Emits machine-readable JSONL progress events to stdout. Designed for GUI wrappers and automation pipelines.

## Configuration

A TOML config file lets you persist frequently used options as defaults.

- macOS / Linux: `~/.config/transcriber/config.toml`
- Windows: `%AppData%/transcriber/config.toml`

```sh
# Generate a sample config
transcriber config init

# Validate the current config
transcriber config validate
```

Precedence: CLI flags > environment variables > config file > built-in defaults

API keys should be kept in environment variables. The CLI does not store, log, or embed API keys in any output.

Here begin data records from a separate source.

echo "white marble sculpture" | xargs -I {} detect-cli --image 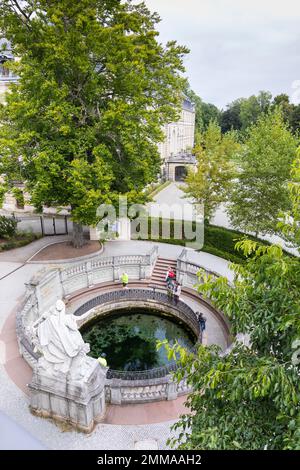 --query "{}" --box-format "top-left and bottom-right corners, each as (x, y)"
(34, 300), (89, 378)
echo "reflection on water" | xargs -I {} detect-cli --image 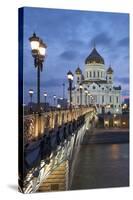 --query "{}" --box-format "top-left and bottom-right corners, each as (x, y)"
(71, 144), (129, 189)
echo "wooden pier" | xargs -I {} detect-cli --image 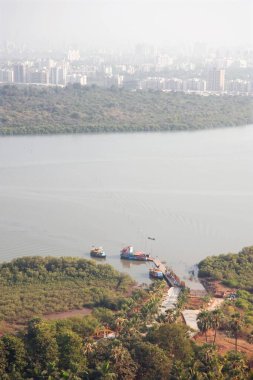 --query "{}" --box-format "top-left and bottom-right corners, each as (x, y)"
(149, 257), (185, 288)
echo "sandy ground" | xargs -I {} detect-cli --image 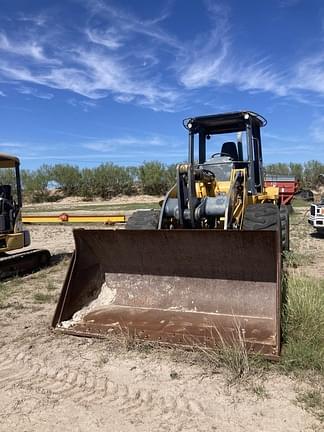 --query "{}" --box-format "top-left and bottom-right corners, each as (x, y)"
(0, 206), (324, 432)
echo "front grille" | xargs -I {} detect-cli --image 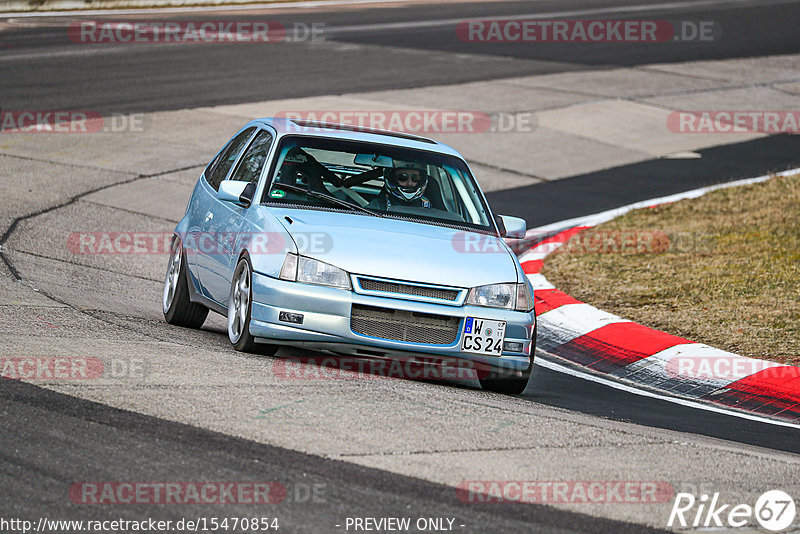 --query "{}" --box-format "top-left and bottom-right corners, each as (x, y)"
(350, 304), (460, 345)
(358, 278), (460, 302)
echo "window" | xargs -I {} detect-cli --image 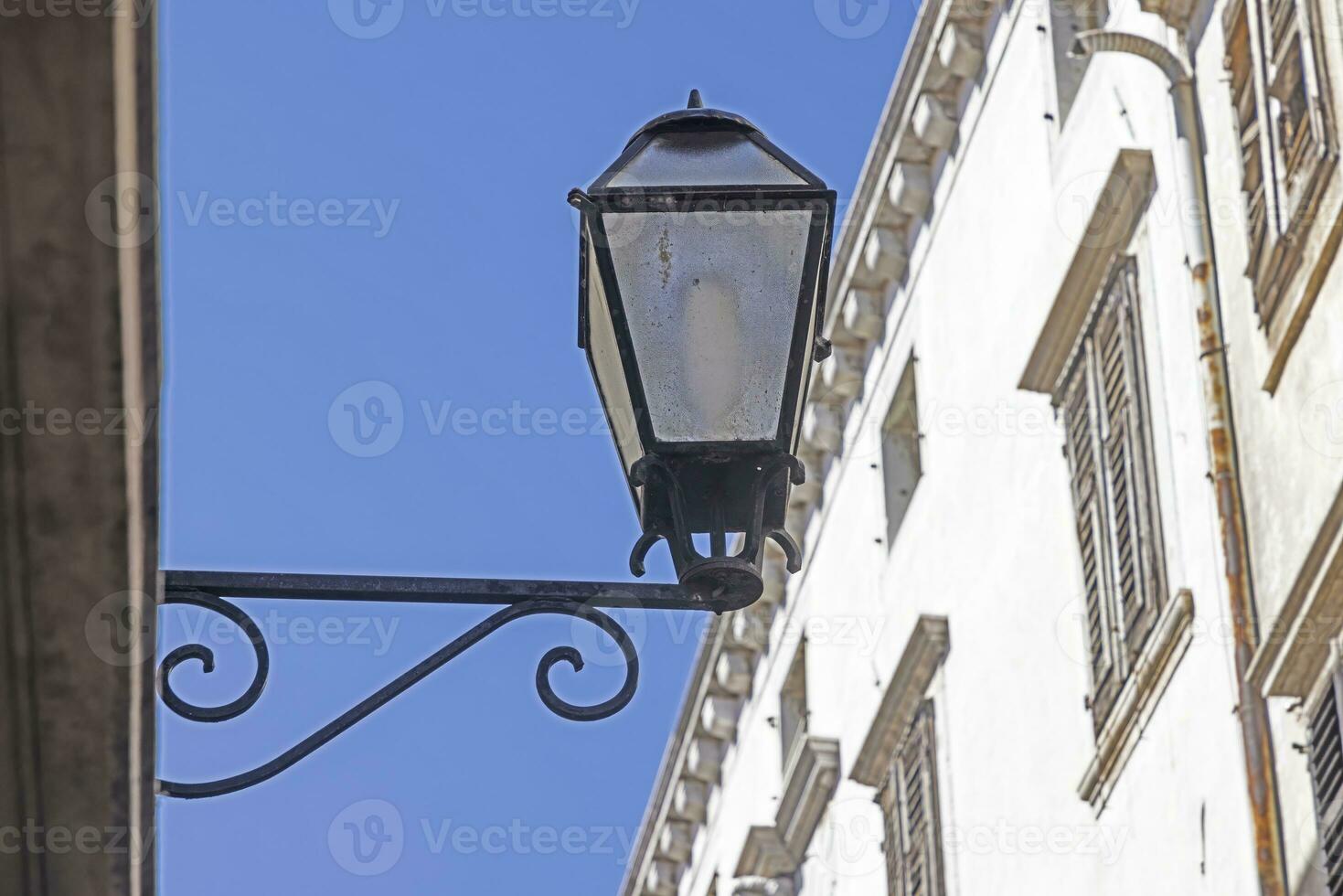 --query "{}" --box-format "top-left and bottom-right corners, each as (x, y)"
(1062, 258), (1165, 733)
(779, 641), (807, 773)
(1049, 0), (1109, 126)
(1223, 0), (1331, 328)
(881, 357), (922, 544)
(877, 699), (944, 896)
(1309, 670), (1343, 896)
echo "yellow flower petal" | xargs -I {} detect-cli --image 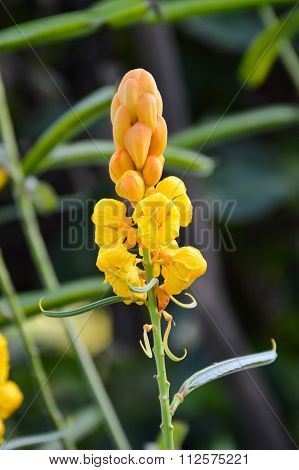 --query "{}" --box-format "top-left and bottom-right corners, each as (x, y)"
(133, 193), (180, 250)
(97, 244), (146, 304)
(161, 246), (207, 295)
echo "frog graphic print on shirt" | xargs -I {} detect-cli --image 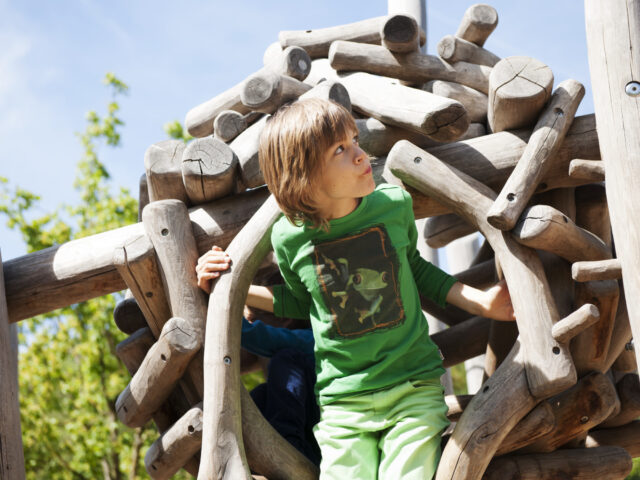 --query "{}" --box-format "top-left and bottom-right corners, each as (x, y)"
(313, 225), (404, 337)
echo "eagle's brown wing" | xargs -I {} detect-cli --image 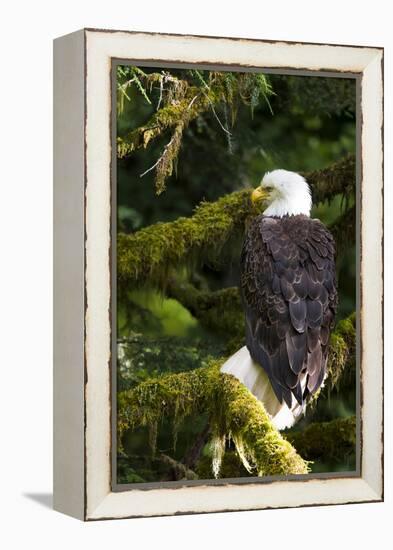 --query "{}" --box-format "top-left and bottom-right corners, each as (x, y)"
(241, 215), (337, 407)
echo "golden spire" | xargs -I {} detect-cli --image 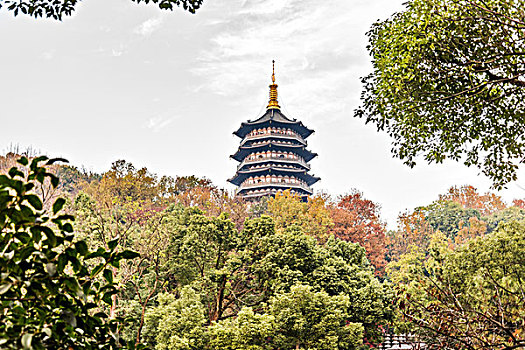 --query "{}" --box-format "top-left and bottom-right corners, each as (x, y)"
(266, 60), (281, 109)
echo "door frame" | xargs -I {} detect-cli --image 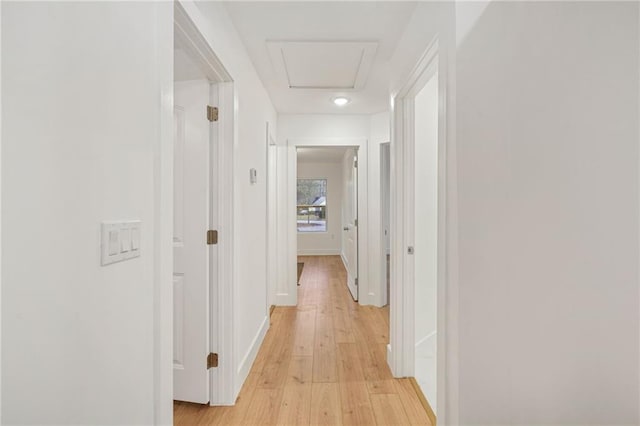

The `--postprocess` option sends transcript text (not audio) to the OpenAI API for correction; this is the only case where transcript content leaves the local machine after the initial transcription call.

See [docs/config.md](docs/config.md) for the full reference.

## Commands

| Command | Description |
|---------|-------------|
| `transcriber transcribe ` | Run transcription |
| `transcriber probe ` | Inspect input and return the execution plan |
| `transcriber doctor` | Check environment (API key, dependencies) |
| `transcriber version` | Print version metadata |
| `transcriber config init` | Print a sample config |
| `transcriber config validate` | Validate config and dictionary |

Run `transcriber --help` for the full flag reference of each command.

## Documentation

- [docs/contracts.md](docs/contracts.md) — Public contracts for GUI and automation integrations
- [docs/config.md](docs/config.md) — Full config reference for operators and advanced users
- [docs/limitations.md](docs/limitations.md) — Known constraints and tradeoffs for maintainers and adopters

## Development

```sh
make build # build
make test # test
make ci # lint + test + vet
make hooks # enable Git hooks (once)
```

### Integration Tests

Tests that call the real API are not run by `go test ./...`.

```sh
OPENAI_API_KEY=... go test ./internal/provider/openai ./internal/postprocess -run Integration -count=1
```

## Packaging

Build a local binary:

```sh
make build
```

Build a versioned release archive plus `checksums.txt`:

```sh
make package VERSION=v0.3.0
```

Build a cross-target release archive:

```sh
make release-archive VERSION=v0.3.0 GOOS=darwin GOARCH=arm64
```

Packaging notes:

- macOS and Linux archives are produced as `.tar.gz`
- Windows archives are produced as `.zip` and contain `transcriber_..._windows_amd64.exe`

## License

This project is licensed under the MIT License. See [LICENSE](LICENSE).